SMILES (mission context — JAXA led, not included)
N/A

PACE (Plankton, Aerosol, Cloud, ocean Ecosystem)
PACE will carry hyperspectral and polarimetric sensors to study ocean color, aerosols and clouds, advancing knowledge of marine ecosystems, air quality and climate with highly detailed spectral observations.

NISAR (NASA–ISRO Synthetic Aperture Radar)
NISAR, a major NASA–ISRO partnership, will map Earth’s land and ice surface deformation with radar interferometry to study earthquakes, ice dynamics, sea-level change and ecosystem disturbances globally.

TEMPO (Tropospheric Emissions: Monitoring of Pollution)
TEMPO observes North American air pollution from geostationary orbit hourly, measuring ozone precursors and aerosols to support air-quality forecasting, health studies and pollution source attribution.

GeoCarb
Planned to monitor carbon dioxide, methane and carbon monoxide over the Americas from geostationary orbit, GeoCarb aims to resolve regional fluxes and help link human activities to carbon variability.

Glory
Glory was designed to measure aerosols and solar irradiance to better quantify aerosol climate forcing. It was lost in a launch failure, delaying critical aerosol-climate observations.

SEAC4RS (Studies of Emissions, Atmospheric Composition, Clouds and Climate Coupling)
SEAC4RS used NASA research aircraft and satellites to study interactions among emissions, chemistry, aerosols and clouds over North America, improving climate and air-quality model processes.
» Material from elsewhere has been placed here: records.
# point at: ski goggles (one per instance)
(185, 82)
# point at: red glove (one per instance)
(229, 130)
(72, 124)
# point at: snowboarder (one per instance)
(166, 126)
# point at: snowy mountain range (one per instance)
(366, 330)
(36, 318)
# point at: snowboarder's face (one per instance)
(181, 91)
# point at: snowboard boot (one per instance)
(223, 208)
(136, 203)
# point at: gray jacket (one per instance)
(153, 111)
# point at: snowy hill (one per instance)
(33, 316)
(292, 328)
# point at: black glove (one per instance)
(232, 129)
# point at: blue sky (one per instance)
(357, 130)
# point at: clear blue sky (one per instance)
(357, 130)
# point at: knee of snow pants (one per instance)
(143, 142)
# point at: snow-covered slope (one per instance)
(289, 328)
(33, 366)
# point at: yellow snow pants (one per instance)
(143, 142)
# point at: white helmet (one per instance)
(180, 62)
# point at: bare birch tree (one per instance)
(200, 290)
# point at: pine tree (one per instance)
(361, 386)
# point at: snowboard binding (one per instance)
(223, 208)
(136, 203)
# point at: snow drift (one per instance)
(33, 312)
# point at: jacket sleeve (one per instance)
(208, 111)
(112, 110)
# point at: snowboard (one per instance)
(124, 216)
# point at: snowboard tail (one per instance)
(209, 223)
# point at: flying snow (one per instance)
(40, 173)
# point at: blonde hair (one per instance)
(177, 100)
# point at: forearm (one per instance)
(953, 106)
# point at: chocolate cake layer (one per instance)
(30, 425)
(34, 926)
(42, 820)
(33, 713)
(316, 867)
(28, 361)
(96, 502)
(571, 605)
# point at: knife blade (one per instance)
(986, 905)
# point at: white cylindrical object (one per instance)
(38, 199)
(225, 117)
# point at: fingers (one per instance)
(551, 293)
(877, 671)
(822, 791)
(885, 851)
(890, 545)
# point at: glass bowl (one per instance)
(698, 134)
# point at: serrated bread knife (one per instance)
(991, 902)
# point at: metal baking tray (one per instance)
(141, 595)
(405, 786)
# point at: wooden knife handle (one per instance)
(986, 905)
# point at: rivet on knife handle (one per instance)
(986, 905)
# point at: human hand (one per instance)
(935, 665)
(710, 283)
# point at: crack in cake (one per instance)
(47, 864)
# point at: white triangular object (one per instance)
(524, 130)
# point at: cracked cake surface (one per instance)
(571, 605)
MAIA (Multi-Angle Imager for Aerosols)
MAIA, a NASA investigation, measures aerosol size and composition using multi-angle imaging to link particulate pollution exposures to health outcomes and inform public health policies.
![OCO-1 (failed) [alternate name OCO]](https://florafaunafun.com/wp-content/uploads/lists/placeholder.jpg)
OCO-1 (failed) [alternate name OCO]
See OCO entry; the original OCO launch failed, but its scientific goals were carried forward by OCO-2 and OCO-3 to measure atmospheric CO2.

ICESat (mission alternate name GLAS flight)
Duplicate entry avoided; included above

MODIS (instrument on Terra/Aqua context)
MODIS aboard Terra and Aqua provides global daily data on land cover, clouds, atmospheric aerosols and ocean color—central to climate monitoring, fire detection and ecosystem studies.

A-Train Constellation (conceptual grouping)
The A-Train is a coordinated set of NASA-led satellites (e.g., Aqua, CloudSat, CALIPSO) flying in formation to combine complementary observations of clouds, aerosols and radiation for improved climate science.